COVID-19 spike in August and 5 Omicron sub variants

From January 2023 till August this year, there have been a total of 280 people who tested positive for COVID-19. The actual cases would be much higher but the level of mintoring and testing has come down.

The maximum cases were seen in the months of January with 70 cases and August with 66 cases.

February saw 21 cases, March had 32 cases, April saw 22 cases, May saw 18 cases, June saw 16 cases and July saw 35 cases.

These cases were discovered in two main ways: 149 individuals were discovered through active monitoring, and 139 through a surveillance system that tracks influenza-like illnesses (ILI) and severe acute respiratory infections (SARI).

Additionally, seven people were found to have both COVID-19 and the flu at the same time. The RCDC keeps a close eye on the COVID-19 situation by checking for new cases every week.

Interestingly, seven cases were detected as coinfections, involving both SARS-CoV-2 and Influenza.

The affected population spanned a wide age range, from as young as 0.1 years to 96 years, with an average age of 38.6 years. The most affected age groups were 30-39 years (22.0 percent) and 40-49 years (21.0 percent).
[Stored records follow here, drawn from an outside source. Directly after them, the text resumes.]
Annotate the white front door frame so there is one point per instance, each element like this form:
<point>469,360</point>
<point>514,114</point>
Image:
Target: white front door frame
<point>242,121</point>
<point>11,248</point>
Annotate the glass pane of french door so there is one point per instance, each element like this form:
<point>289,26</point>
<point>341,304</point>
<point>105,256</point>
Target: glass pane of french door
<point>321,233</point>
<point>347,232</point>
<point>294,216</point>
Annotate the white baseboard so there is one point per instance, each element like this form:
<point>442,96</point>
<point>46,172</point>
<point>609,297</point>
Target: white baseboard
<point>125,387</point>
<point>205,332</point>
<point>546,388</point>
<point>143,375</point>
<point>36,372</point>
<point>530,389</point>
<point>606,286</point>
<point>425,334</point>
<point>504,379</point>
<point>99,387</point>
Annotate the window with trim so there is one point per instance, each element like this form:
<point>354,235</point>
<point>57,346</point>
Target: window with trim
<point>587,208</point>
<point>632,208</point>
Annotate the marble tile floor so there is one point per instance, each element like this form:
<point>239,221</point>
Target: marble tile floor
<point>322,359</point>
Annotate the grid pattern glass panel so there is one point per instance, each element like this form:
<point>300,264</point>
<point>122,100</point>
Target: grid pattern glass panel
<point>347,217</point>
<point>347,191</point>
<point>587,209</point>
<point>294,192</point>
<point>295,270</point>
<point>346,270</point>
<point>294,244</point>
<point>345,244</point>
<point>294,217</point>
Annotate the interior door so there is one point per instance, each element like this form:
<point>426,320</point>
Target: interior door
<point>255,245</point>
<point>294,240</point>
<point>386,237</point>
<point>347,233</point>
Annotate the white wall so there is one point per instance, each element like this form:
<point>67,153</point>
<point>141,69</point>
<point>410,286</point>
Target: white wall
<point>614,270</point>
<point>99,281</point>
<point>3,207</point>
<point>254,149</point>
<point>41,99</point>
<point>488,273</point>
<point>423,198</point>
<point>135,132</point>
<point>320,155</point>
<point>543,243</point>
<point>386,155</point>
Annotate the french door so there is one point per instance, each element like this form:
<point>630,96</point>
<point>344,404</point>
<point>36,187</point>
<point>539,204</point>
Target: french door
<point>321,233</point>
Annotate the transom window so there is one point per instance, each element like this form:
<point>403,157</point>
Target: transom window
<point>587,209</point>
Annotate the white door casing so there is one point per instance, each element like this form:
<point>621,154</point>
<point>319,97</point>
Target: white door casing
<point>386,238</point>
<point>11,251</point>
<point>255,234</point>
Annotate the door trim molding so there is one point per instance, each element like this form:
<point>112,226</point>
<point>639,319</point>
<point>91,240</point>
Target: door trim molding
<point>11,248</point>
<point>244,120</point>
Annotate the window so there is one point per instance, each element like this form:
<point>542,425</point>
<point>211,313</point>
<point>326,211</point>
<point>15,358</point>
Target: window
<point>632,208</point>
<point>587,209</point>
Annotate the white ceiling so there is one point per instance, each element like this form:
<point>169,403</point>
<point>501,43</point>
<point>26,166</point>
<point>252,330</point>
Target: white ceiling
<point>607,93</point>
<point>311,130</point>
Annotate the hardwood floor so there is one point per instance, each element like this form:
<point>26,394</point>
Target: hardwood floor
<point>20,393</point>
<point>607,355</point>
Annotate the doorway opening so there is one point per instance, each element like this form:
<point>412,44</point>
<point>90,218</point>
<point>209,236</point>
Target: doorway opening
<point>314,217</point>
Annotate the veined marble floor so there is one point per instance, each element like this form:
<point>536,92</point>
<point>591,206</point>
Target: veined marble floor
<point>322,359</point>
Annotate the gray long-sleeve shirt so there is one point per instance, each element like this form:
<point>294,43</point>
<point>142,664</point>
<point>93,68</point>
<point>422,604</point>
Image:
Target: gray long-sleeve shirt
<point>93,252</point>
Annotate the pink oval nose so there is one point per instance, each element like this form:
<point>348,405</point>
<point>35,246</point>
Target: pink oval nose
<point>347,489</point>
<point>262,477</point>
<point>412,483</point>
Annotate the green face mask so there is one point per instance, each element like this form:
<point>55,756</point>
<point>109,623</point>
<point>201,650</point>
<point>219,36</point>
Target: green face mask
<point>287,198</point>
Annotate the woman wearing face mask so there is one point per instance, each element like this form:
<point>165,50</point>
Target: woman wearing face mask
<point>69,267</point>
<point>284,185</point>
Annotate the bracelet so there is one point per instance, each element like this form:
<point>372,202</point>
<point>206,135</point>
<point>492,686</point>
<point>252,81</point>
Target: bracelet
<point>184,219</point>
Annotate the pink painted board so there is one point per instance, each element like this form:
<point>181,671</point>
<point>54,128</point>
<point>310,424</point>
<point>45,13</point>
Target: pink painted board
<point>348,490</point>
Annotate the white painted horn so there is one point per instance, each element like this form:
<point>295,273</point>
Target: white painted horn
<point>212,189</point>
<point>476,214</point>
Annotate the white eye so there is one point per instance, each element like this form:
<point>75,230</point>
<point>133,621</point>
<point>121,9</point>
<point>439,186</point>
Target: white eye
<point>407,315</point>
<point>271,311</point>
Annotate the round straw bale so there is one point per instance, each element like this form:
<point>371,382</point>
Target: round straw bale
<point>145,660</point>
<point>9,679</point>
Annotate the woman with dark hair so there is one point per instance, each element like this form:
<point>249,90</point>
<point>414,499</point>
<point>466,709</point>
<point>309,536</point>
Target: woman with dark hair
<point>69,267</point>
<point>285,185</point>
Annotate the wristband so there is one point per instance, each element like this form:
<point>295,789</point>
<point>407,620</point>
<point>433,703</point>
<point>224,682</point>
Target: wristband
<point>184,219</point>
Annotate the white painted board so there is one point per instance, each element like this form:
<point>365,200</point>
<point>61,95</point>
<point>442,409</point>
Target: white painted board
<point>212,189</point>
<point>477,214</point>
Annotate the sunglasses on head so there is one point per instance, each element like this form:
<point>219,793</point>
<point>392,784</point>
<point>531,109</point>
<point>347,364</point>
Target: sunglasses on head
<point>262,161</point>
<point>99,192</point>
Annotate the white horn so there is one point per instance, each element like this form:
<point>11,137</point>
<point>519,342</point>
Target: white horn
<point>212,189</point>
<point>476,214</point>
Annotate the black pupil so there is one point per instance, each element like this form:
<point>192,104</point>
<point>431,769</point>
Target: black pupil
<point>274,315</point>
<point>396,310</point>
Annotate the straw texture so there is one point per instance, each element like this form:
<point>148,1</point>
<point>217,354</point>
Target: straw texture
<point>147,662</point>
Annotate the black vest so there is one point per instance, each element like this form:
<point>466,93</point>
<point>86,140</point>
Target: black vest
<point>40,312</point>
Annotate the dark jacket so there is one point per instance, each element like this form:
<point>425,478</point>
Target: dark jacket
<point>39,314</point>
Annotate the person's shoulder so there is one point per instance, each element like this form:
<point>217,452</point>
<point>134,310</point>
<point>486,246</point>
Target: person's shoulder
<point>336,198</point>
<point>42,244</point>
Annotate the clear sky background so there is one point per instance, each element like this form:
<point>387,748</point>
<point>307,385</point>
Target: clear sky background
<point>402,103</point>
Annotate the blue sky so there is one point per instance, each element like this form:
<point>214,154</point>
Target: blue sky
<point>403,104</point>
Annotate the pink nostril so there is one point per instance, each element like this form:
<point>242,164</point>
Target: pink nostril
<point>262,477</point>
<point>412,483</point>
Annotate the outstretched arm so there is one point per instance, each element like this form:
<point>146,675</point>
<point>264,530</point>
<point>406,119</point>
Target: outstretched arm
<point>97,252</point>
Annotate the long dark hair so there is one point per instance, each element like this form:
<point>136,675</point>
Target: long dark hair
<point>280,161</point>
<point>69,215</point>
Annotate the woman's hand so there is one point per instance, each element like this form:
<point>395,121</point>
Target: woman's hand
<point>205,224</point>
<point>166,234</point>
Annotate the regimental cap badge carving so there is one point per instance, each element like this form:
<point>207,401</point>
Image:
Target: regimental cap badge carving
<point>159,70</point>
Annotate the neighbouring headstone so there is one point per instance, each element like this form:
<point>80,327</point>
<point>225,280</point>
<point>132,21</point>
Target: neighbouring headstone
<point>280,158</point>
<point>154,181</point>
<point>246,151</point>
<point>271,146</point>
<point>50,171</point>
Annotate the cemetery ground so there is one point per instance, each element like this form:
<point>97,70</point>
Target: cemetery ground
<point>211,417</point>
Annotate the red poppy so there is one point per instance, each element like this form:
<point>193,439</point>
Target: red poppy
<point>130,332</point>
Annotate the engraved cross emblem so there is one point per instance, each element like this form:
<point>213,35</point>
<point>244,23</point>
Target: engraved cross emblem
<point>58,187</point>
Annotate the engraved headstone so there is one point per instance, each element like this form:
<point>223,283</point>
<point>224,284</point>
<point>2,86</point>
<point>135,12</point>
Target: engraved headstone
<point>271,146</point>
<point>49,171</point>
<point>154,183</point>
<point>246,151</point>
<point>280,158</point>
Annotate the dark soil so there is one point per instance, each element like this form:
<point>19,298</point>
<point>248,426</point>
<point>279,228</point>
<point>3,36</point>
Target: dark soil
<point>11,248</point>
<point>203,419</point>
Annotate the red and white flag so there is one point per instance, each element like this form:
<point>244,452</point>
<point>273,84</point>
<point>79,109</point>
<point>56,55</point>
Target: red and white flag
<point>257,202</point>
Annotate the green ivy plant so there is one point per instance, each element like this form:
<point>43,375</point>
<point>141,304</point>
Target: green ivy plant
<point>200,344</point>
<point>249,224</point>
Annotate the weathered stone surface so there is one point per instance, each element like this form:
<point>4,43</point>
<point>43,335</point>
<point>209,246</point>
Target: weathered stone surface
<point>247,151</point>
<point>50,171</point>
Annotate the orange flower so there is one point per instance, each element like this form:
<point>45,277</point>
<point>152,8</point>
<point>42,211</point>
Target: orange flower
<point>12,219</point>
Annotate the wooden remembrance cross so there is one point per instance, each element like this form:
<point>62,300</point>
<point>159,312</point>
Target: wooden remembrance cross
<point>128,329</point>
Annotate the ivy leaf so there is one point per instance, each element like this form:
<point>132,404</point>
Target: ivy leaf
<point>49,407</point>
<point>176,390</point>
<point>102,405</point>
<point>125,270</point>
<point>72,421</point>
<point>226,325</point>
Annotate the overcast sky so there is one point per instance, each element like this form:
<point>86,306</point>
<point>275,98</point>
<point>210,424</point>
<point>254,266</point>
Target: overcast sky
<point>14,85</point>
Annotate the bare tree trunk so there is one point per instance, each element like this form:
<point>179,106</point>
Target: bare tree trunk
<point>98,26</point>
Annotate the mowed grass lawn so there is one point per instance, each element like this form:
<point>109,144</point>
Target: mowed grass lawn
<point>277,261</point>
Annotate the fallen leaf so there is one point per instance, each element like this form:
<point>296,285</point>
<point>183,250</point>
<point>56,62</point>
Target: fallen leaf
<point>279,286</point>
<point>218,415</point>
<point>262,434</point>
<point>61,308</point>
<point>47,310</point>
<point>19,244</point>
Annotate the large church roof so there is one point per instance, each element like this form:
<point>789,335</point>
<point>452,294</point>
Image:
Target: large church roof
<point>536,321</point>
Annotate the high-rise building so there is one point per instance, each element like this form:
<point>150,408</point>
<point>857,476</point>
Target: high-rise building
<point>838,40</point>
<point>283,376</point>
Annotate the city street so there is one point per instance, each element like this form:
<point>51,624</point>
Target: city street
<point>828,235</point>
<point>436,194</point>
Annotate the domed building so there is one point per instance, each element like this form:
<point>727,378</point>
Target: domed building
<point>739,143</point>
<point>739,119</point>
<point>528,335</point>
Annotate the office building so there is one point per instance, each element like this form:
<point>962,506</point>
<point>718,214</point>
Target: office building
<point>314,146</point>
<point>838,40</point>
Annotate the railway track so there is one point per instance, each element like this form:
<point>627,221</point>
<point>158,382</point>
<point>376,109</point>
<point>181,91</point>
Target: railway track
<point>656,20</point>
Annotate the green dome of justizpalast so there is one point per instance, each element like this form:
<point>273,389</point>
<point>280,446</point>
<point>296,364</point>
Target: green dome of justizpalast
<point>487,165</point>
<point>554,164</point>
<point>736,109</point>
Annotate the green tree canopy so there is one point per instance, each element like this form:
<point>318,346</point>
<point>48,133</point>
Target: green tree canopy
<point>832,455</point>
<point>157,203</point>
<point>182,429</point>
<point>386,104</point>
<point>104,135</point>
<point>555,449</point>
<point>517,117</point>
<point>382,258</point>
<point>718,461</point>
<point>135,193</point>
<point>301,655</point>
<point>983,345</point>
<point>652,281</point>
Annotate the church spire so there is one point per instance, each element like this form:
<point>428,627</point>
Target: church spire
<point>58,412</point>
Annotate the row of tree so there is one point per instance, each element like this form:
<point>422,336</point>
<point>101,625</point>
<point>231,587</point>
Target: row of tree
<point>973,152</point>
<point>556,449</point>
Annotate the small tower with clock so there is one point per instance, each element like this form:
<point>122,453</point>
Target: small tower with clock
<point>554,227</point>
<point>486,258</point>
To better understand the viral landscape, gene sequencing was performed on 23 isolates from January to June by RCDC. These isolates were analyzed and shared with the Global Initiative on Sharing All Influenza Data (GISAID). Intriguingly, five different Omicron sub-variants were detected, with EP.1 being the most prevalent, making up a total of 17 cases. Other sub-variants included BL.1 (1 case), XBB.2.4 (1 case), XBB.2.3.2 (1 case), and XBB.1.16 (3 cases), totaling 23 cases up until June.

As COVID-19 case counts surge in the United States and parts of Europe, the global community remains on high alert for emerging variants of the virus. The recently designated variant BA.2.86, unofficially named “Pirola” has raised concerns worldwide, including in the United States and parts of Europe. Is the new variant a concern for Bhutan?

This new lineage boasts over 30 mutations in its spike protein compared to its closest ancestor, BA.2, and the recently circulating XBB.1.5 lineage.

While this variant has generated concerns, the Variant Technical Group at the UK’s Health Security Agency has not classified it as a “variant of concern” at this time. Their assessment suggests no evidence of changes in biological properties or a growth rate that would outpace currently circulating variants.

The Head of the Royal Centre for Disease Control (RCDC) in Bhutan, Dr Sonam Wangchuk, emphasized the country’s ongoing vigilance in monitoring and testing the virus. He noted that since the onset of the pandemic, numerous variants have emerged globally, but most of them are regarded as the least concerned variant.

Dr Sonam emphasized, “For now, it is not considered a variant of concern as we have not received information from WHO indicating its severity.”

Addressing the situation in Bhutan, Dr Sonam reassured the public that, even on the outbreak of the variant, the country’s hospitals can handle a few hundred severe cases. The RCDC conducts regular sampling tests from respected hospitals every week and monitors the variants every three months.

Dr Sonam emphasized that Bhutan’s response prioritizes vulnerable populations, including the elderly, children, and individuals with underlying medical conditions.

WHO has classified Pirola as a “variant under monitoring”, meaning that it has genetic changes that may affect its characteristics, such as transmissibility, severity, or immune escape.

The Ministry of Health is conducting random sample collection at entry points to detect any potential new COVID-19 variants. There is currently no specific COVID-19 testing being conducted. Instead, individuals showing flu-like symptoms are encouraged to seek guidance.